A brutal triple murder in a remote Scottish farming community in 1869 leads to the arrest of 17-year-old Roderick Macrae. There is no question that Macrae committed this terrible act. What would lead such a shy and intelligent boy down this bloody path?
Presented as a collection of documents, His Bloody Project opens with a series of police statements taken from the villagers, which offer conflicting impressions, throwing Macrae’s motive and his sanity into question.

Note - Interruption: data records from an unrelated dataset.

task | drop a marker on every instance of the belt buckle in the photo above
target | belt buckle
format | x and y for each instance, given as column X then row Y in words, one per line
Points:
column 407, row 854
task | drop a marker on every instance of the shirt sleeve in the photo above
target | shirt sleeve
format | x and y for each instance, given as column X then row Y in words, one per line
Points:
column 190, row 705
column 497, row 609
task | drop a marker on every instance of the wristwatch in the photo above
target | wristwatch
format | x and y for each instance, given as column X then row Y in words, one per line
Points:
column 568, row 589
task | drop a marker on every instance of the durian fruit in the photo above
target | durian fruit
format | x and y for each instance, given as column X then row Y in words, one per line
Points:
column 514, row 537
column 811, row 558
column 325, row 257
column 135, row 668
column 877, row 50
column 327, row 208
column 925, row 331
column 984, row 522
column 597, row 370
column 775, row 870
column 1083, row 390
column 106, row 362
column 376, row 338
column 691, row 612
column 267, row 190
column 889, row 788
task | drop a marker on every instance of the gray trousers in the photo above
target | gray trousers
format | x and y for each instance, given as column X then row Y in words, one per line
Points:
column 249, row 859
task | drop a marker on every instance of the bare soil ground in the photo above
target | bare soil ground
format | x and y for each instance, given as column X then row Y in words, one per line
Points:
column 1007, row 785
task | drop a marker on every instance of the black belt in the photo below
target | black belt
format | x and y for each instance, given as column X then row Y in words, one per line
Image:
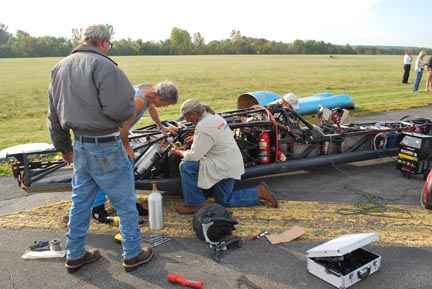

Author: Graeme Macrae Burnet
Narrators: Cameron Mowat & Crawford Logan
Publisher: W. F. Howes
Genre: Historical Fiction/Thriller
Running Time: 10hrs 0mins
Audio Release Date: 06/10/2016
My Rating of ‘His Bloody Project: 3 out of 5
His Bloody Project is one of those books that does what it sets out to do well enough to make the reader/listener forget they are going through a piece of fiction rather than a factual re-telling of an actual crime. It does this by being a tale of two distinctly different halves. The first being Roderick Macrae’s re-telling of the crime as he experienced/remembered it and the second being the aftermath (Roddy’s time in court and everything that follows after).
I really enjoyed the way this was set out and would certainly be keen on trying more things set out in this way. My main gripe with His Bloody Project is that is seemed so very slow for the first half. Roddy literally goes through the minutiae of his daily life as a crofter’s son in painfully exacting detail and, were I reading rather than listening, I would have felt his part somewhat of a chore to get through.
I know that, being in jail awaiting the very probable verdict of ‘guilty of murder’ followed by a date with the hangman means that Roddy has very little other to occupy his prison stay other than these memoirs. So with boredom as a factor I can understand the extra effort. He did say, however, how he wasn’t fussed about writing them, but did so only to appease his advocate. So, if a man has little interest in writing down his own tale, why does he proceed to do so in such painstaking detail?
One aspect of His Bloody Project I really enjoyed was the fact that Roddy freely admitted his guilt in the murders. So you go into this fully aware that his words aren’t in any way an attempt at gaining his freedom. He simply wants what happened, and the reasons for it, to be known. This dynamic gives the reader that odd feeling of pulling for Roddy and only wanting the best for him given the events surrounding his crime, only to remember that he’s a murderer. Bit of a catch-22 for the old conscience.
I greatly preferred the second half (the court proceedings and fanfare surrounding the whole ordeal) than I did Roddy’s re-telling. I am a tad biased in that I enjoy perusing old crimes on the Old Bailey website, so just getting to the raw data of it interests me more that what came before.
The author does an excellent job of capturing the spirit of the time from everything to how the law operates, to day to day life and the overall competence towards mental health in such cases as Roddy’s. Had Roddy’s crime occurred today he would have had much different treatment than he had between the pages of His Bloody Project and its interesting to see the stark differences.
Overall I felt, enjoyable and well-written though it was, the pacing and the matter of fact ending just drained a bit of the enjoyment for me. I do like how the reader was essentially tasked with deciding where their conscience lay throughout. As I said before, I’d certainly read other works in a similar vein as this.